In a bid to draw people to the Docklands, a new park has opened up encouraging visitors.
The garden city received a new park yesterday as part of the effort to make the Docklands more liveable. Planning Minister Richard Wynne, Melbourne Lord Mayor Robert Doyle and AFL legend Ron Barassi Jnr officially opened up the park named after Barassi's father.
Barassi Snr played as a rover for the Melbourne Football Club between 1936 and 1940. Within weeks of being a member of the 1940 premiership team, Barassi Snr was posted overseas, as a volunteer, to serve in the Australian Army’s Second World War campaign in North Africa.
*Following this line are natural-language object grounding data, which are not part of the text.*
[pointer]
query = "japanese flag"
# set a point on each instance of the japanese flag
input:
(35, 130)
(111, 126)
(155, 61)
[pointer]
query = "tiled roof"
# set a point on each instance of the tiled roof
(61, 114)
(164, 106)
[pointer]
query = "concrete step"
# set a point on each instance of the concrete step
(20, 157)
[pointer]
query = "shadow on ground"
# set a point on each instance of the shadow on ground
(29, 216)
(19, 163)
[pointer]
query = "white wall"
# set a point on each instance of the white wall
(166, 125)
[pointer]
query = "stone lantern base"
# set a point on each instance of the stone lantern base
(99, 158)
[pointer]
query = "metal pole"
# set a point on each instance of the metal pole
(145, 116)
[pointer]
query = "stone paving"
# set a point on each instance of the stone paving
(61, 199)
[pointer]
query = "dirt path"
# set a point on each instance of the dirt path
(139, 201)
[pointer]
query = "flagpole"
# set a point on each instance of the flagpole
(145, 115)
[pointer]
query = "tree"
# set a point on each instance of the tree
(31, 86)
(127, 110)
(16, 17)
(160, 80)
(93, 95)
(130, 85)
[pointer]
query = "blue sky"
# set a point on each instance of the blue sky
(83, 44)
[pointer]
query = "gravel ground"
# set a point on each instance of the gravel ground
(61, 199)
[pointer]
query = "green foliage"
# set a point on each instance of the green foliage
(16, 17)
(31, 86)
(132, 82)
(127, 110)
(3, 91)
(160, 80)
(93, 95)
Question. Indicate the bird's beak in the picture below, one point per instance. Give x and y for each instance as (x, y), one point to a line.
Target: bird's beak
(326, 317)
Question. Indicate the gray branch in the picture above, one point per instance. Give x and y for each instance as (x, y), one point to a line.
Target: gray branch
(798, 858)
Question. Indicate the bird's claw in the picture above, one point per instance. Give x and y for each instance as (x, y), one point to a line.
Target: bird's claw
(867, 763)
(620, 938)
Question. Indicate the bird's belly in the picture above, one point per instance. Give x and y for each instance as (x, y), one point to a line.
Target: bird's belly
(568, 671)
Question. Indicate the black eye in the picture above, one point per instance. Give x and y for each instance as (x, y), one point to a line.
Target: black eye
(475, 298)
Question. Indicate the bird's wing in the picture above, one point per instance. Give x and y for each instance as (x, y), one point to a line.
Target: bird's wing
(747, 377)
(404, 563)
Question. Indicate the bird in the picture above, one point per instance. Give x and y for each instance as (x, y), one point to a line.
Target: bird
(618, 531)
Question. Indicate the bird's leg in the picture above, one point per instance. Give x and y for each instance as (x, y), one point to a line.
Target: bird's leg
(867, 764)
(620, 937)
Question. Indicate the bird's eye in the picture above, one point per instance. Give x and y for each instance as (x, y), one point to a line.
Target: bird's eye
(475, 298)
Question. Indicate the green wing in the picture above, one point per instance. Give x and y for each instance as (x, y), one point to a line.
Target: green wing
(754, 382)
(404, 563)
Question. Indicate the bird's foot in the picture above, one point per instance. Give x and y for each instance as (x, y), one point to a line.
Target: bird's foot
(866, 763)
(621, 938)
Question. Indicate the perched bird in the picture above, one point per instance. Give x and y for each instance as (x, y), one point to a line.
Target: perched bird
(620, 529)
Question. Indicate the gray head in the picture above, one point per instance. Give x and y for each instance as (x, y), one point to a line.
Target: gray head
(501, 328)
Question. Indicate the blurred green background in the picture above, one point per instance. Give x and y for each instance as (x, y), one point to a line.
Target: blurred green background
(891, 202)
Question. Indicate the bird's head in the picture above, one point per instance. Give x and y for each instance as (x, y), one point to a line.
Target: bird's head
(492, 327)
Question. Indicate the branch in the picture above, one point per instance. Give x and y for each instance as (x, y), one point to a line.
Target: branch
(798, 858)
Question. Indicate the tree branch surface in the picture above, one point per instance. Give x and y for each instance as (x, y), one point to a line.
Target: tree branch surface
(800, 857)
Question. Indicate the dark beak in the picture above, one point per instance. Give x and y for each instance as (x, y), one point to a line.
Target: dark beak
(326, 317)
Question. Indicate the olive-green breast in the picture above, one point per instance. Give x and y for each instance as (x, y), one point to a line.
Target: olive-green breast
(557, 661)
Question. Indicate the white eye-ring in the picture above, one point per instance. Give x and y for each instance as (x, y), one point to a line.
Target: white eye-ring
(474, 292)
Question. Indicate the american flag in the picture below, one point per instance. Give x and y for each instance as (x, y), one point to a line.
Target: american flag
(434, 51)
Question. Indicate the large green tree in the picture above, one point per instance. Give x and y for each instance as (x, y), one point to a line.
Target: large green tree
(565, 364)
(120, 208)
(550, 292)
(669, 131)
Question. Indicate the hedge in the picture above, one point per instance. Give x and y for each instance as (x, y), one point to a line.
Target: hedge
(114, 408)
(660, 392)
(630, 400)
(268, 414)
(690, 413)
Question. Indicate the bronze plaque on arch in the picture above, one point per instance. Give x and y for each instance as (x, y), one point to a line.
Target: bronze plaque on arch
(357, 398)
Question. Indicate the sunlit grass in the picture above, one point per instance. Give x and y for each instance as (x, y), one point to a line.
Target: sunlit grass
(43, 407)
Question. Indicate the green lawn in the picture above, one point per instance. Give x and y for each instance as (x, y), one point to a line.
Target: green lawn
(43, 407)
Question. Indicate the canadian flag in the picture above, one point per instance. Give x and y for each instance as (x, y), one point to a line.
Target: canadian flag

He was killed in action at Tobruk in 1941.
The park’s name was chosen after a public vote in September 2014. The $15 million first stage of the park, which is located in north-west Docklands at the Bolte Bridge end of Docklands Drive, includes a sports field, pavilion, playground, barbeques and a walking circuit.
The park will be owned, operated and maintained by the City of Melbourne, which is encouraging any Docklands-based sports clubs to express their interest in calling the park home.
"Docklands is only 60 per cent finished but has already attracted more than $10 billion worth of investment, and with it, thousands of new residents," said Wynne. "Ron Barassi Snr Park is a new milestone for Docklands, making it a more liveable and healthy place to call home."